After that, he ground the plaster and mixed it with sand and cement to create a mixture of concrete. 

The two major elements of Sang’s unburned bricks were binder and aggregate. The ratios of the two elements in bricks can be changed depending on their purpose.

Sang said he experimented many times to be sure the products could obtain the compressive strength needed. 

Sang has created two types of bricks, one for building partitions to separate rooms inside houses and the other for building retaining walls.

Experiments showed that the bricks did not degrade after one week of being soaked in water, and they still maintained hardness. 
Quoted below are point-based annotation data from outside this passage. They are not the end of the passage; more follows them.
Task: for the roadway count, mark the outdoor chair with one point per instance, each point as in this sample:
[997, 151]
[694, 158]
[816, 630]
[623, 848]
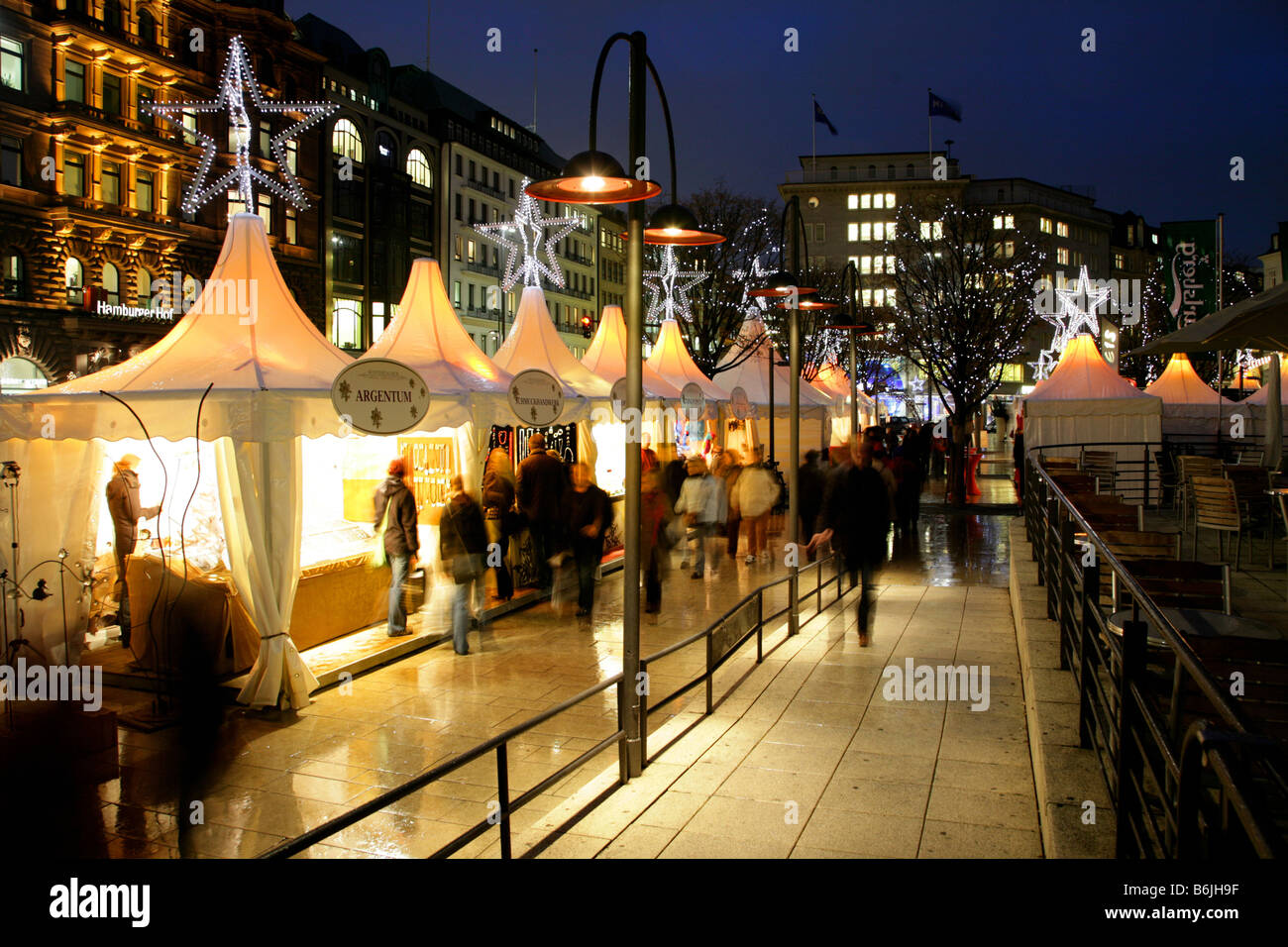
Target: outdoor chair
[1216, 506]
[1103, 466]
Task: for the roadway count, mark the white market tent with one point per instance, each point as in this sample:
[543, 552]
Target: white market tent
[606, 357]
[752, 375]
[1190, 406]
[271, 372]
[1085, 402]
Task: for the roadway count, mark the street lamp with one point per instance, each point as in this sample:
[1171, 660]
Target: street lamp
[593, 176]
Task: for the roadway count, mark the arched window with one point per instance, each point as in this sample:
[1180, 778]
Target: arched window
[145, 289]
[111, 283]
[14, 277]
[18, 373]
[346, 141]
[147, 29]
[386, 150]
[419, 169]
[73, 274]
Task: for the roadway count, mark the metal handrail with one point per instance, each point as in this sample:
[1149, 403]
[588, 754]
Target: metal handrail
[506, 805]
[756, 630]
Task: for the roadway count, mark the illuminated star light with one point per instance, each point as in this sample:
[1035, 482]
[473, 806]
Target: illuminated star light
[670, 287]
[239, 78]
[523, 256]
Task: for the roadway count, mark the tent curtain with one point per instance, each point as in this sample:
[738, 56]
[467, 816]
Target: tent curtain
[262, 505]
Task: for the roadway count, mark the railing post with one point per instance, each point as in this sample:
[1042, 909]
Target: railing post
[1128, 755]
[502, 789]
[1090, 605]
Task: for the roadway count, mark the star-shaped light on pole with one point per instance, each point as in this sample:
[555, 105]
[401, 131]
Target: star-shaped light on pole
[670, 287]
[523, 256]
[1082, 320]
[237, 80]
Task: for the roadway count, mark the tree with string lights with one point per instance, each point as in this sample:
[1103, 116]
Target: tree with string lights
[964, 303]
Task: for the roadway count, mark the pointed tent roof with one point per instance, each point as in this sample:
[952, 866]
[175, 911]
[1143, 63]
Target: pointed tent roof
[606, 356]
[1085, 375]
[671, 360]
[1262, 394]
[245, 334]
[752, 373]
[1180, 384]
[533, 343]
[428, 337]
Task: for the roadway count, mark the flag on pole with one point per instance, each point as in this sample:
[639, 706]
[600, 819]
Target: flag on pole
[944, 107]
[820, 118]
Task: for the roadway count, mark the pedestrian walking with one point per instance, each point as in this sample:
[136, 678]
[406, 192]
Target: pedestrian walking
[756, 493]
[655, 538]
[123, 504]
[809, 484]
[702, 504]
[462, 545]
[395, 515]
[855, 518]
[588, 513]
[498, 517]
[540, 491]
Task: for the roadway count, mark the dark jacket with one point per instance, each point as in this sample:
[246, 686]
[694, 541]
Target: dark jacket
[400, 535]
[497, 491]
[460, 528]
[584, 509]
[857, 509]
[123, 502]
[541, 487]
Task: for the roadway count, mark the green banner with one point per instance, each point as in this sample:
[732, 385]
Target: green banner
[1189, 254]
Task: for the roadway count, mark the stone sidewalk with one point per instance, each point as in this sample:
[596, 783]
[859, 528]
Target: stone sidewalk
[809, 759]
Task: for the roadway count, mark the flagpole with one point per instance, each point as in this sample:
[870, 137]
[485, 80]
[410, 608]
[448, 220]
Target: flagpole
[812, 134]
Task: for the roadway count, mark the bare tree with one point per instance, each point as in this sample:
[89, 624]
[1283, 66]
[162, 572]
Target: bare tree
[964, 302]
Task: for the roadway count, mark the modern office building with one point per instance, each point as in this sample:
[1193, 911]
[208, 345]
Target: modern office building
[98, 260]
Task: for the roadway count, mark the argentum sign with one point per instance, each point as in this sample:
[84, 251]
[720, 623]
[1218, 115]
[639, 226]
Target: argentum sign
[380, 395]
[536, 398]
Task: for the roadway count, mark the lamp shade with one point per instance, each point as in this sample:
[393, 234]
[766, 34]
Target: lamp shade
[593, 176]
[679, 227]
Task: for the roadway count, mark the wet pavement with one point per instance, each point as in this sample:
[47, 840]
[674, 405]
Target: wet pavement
[270, 777]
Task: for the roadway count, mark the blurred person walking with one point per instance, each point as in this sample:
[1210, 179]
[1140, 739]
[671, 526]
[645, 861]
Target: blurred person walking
[855, 518]
[588, 513]
[756, 492]
[462, 547]
[540, 492]
[395, 515]
[498, 515]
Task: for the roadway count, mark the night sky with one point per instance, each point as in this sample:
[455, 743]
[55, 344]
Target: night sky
[1150, 120]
The bricks did not catch fire after 30 minutes of being on a stove.

The bricks can be made on a very simple production line which can be implemented in small workshops with low initial investment capital. 

They are friendly to the environment, soundproof, heat insulating and have good bearing power.

Being lightweight is the outstanding advantage of the bricks made of waste paper. 

Investors can save money on building foundations, while workers can easily implement construction works.

Phan The Vinh, a lecturer at the HCM City Architecture University, noted that Sang’s bricks can bring big benefits.

“Since the bricks are made of waste paper, they are very lightweight, and construction can go faster. The toxicity will also be eased,” he noted.

The bricks are believed to have low selling prices and have bigger advantages than the other two unbaked bricks available in the market – cement aggregate bricks and autoclaved aerated concrete bricks.

A lot of traditional brick kilns that caused environment pollution have been forced to stop operation. However, lightweight materials still have not been used for construction works.

The Ministry of Construction decided that since January 15, 2013, the state funded construction works in third-grade or higher urban areas must use 100 percent of unburned building materials. The construction works in the other areas must use 50 percent of unburned materials at minimum. The proportion will be 100 percent after 2015.

However, the regulation has been ignored.